Another question: how much is too much PO4? What level will it cause algae to bloom in a planted tank? I don't know the answer, but I can tell you it's very high, above 2ppm for my own curiosity and others have gone way beyond that with no ill effects. 

Plants will store enormous amounts of PO4. That was the issue in the past when measuring lakes for PO4 content, they measured just the water and the algae floating in the water, they did not measure the aqyuatic plant biomass as well. This gave false assumptions about PO4 and algae.

PO4 can be removed within hours after adding it and plant responses are around 30-40 minutes. 

Blindly adding anything is not a good method by any means, there will always be a fraction of folks that do that no matter what you say though.

I was one of those folks Still am in a way. I just don't listen and have to try it myself. 

While many seem to approach things from the minimum apporaches, I went the other way, what are the maximums?

I don't know what the max levels are for NO3 or PO4. 
But they are quite high, same for traces and K+ and GH(Ca/Mg).

I've had tanks with NO3 at 75ppm
Two tanks are around 20-30ppm of NO3 at present(no fish, all inorganic KNO3)
PO4 to 2ppm
Ca levels to 600ppm
Mg to 60ppm
K+ to over 50ppm(Erik said he went to 100+ppm)
Traces to 10mls per 20 gal daily.
CO2 around 30ppm is saturation levels for aquatic plants no matter what light you have. 

Minimums will vary somewhat species to species, some can handle low NO3, some cannot.

It's nice to approach things from a minimalisty prespective. It helps to see what effect each nutrient has, but if you approach this from a minimalist prespective what about CO2?

Should not we add only "enough" CO2 therefore also?
Have a non CO2 tank?
What does that "minimal" mean?

As little as possible and still grow plants?
That seems to be a recipe for stunting plants if you ask me whether it's CO2 or PO4 or NO3 or Fe.

I'd rather have non limiting ranges that are not so rigid and easy and flexible to maintain.

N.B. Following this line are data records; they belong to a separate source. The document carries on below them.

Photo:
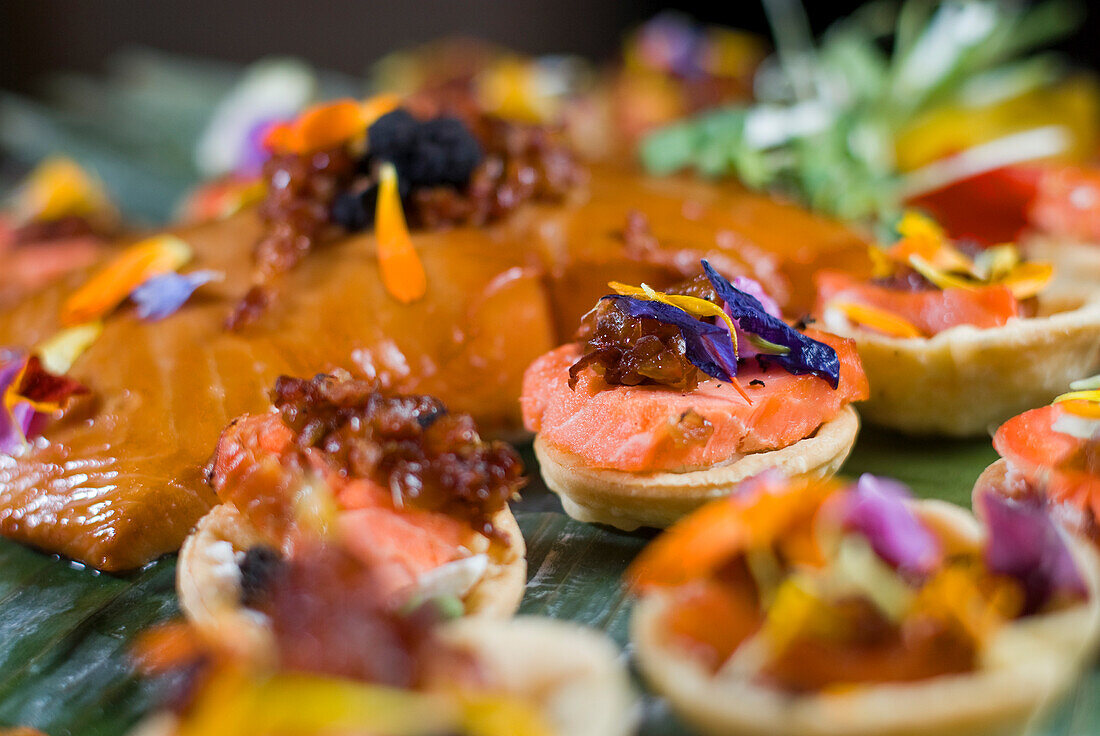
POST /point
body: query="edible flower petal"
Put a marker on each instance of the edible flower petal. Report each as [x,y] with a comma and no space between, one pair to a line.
[923,238]
[707,345]
[693,305]
[877,508]
[880,320]
[29,394]
[58,352]
[58,187]
[134,266]
[1081,403]
[12,427]
[805,355]
[163,295]
[402,271]
[1025,544]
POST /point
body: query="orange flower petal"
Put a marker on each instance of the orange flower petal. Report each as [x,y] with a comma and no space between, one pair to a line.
[758,516]
[328,125]
[879,320]
[402,271]
[135,265]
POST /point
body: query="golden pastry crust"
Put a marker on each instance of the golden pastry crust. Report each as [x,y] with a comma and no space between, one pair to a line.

Having most in the higher ranges, the maxes or reasonably high will prevent anything from bottoming out withotu wasting much during the water changes.

If getting the most out of your nutrients is the goal:try this approach:

Keep the other nutrients at non limiting levels and manipulate one nutrient at a time going from low to high.

When adding more of nutrient X no longer has any visual enhancement at a given light level, you have found the max amount for that tank and biomass/plant species type.

This max level will be different for different tanks.
But a close approximation can be achieved and generalized for most planted tank since the max levels can be higher without ill effects.

So a high light tank will have the highest amount of nutrients remove and the most added, any less light will be excess unused nutrients that are removed during a water change.

This does not cause algae.
NH4 from fish waste beyond the capacity for the plants and bacterial uptake will cause algae. 

Hope this helps

Regards, 
Tom Barr



Regards, 
Tom Barr


----------



## Piscesgirl (Feb 25, 2004)

Hello! I had to ask about the product "Natural Aquarium Vital" when you said you are surprised by it because I inquired on a board as to it's use, and got nothing but Marc Weiss slams. 

Does it smell like Flourish Excel? Does it appear to be a similar product or do you think it is different? I am very curious.

Thanks!


----------



## aquaticscapes (Apr 30, 2004)

*Natural Aquarium Vital*

Hello Pisces girl, yes, people have been slamming Marc Weiss for some reason, I do know that the product was tested against gas CO2 at the University of Florida under all other identical conditions and that their results indicated that plant growth was identical in some species and surpassed in others using the NAV. I have replaced some tanks using Excel with Natural Aquarium Vital and plant growth is as good or better depending on the species and this over the last three months. I wouldn't recommend it despite the Florida results without trying it myself first and it appears to work as well as Excel. I have also talked with others that have used it with success, none that haven't had success with it.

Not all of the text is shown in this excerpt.